3. George Osodi (6 May 2013)
Nigerian George Osodi is a former Fuji African Photographer of The Year Award winner who's also been shortlisted at the Sony World Photography Awards. He's renowned for his hauntingly beautiful pictures of the oil devastation in the Niger delta. "I think it's my responsibility as the man with the camera to find a way to represent this [situation], so that it becomes appealing to whoever sees it. At first sight you're like, `What a beauty,' but then behind it is a huge Armageddon." He hopes his latest project, in which he photographs Nigeria's traditional monarchs, can offer a more positive way forward.
4. Neo Ntsoma (13 May 2013)
South African Neo Ntsoma is the first woman recipient of the CNN African Journalist Award for photography. She revisits DJ Cleo and the stars of South Africa's new democratic dawn, to take new portraits and discover the effects of 20 years of freedom. Neo moved away from news because she didn't want to reinforce African stereotypes. "My dream was to be an advertising photographer and take pictures of beautiful things. Black people feeling good about themselves, dressed well. But it was a picture that the apartheid regime didn't want to show to the world. They wanted to paint black people as barbarians."

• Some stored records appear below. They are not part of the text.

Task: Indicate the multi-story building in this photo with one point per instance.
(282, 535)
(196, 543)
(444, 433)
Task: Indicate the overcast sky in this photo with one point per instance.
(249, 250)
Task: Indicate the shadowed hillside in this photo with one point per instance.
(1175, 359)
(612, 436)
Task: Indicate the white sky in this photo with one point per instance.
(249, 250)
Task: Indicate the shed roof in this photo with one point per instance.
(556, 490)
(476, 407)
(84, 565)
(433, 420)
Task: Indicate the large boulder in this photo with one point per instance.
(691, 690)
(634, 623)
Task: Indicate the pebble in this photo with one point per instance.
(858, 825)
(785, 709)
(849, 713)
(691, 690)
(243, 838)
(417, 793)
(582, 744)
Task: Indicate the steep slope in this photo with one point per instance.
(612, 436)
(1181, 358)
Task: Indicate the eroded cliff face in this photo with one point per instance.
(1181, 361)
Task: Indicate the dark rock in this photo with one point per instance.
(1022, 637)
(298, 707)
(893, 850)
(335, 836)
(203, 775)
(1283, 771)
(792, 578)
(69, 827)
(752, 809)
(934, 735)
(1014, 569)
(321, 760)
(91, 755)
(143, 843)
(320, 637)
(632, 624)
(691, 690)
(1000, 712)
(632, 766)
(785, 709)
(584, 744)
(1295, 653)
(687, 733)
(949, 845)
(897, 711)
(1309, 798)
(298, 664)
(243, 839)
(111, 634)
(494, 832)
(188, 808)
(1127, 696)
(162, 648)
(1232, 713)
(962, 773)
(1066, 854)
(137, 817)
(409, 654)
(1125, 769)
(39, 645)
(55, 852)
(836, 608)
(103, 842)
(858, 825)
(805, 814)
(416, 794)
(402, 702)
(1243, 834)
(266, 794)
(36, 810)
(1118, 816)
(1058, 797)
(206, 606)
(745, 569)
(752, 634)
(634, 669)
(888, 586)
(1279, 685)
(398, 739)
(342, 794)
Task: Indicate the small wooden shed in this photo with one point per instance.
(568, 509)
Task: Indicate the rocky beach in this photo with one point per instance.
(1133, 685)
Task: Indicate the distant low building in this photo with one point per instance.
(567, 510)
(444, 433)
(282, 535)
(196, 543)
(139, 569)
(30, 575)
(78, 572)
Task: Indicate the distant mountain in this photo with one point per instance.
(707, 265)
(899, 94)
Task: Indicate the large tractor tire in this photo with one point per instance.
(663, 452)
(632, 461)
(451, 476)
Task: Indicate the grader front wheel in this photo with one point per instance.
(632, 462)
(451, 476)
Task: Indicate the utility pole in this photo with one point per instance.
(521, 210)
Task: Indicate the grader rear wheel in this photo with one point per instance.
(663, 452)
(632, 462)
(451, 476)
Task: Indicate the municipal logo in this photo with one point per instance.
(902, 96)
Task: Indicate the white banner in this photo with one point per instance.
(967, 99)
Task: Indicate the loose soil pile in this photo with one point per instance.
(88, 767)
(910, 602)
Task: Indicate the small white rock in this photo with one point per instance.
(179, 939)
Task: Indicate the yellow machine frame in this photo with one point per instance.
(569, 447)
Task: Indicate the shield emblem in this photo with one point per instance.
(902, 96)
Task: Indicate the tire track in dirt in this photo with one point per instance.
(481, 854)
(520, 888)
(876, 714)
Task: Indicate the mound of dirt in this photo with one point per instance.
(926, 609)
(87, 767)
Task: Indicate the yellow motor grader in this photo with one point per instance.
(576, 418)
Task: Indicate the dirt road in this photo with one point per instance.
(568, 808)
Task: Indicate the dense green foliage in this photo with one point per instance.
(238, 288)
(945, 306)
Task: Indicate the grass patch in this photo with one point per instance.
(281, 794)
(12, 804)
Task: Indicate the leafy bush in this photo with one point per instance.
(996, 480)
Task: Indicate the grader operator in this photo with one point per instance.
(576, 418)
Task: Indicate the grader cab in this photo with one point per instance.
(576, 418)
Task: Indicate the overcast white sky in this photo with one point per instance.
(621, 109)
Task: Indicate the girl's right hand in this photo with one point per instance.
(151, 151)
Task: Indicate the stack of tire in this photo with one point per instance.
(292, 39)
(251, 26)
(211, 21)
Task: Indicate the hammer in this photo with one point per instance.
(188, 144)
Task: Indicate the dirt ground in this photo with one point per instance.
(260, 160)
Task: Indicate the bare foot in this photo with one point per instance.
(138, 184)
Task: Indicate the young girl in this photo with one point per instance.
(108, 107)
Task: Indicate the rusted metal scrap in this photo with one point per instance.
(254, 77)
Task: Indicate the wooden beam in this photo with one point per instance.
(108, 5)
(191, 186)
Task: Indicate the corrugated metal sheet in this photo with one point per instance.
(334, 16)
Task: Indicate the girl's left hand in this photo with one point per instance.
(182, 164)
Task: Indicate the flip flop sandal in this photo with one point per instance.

5. Congolese Dreams (20 May 2013)
Executive produced by Viva Riva director Djo Munga, Congolese Dreams follows photographer Baudouin Mouanda as he explores the idea of marriage in Congo. The Congolese photographer burst onto the global photographic scene with his colourful photographs of Brazzaville members of SAPE (The Society of Tastemakers and Elegant People). As Baudoin says, "Africa will surprise everyone. There are lots of images of war, so I want to show another image of Africa."
6. Mario Macilau (27 May 2013)
Emmy-winning documentary director Francois Verster follows former street child Mario Macilau, as he uses photography to investigate the growing gap between rich and poor in Mozambique. "There is no longer a middle class in our country," says Mario.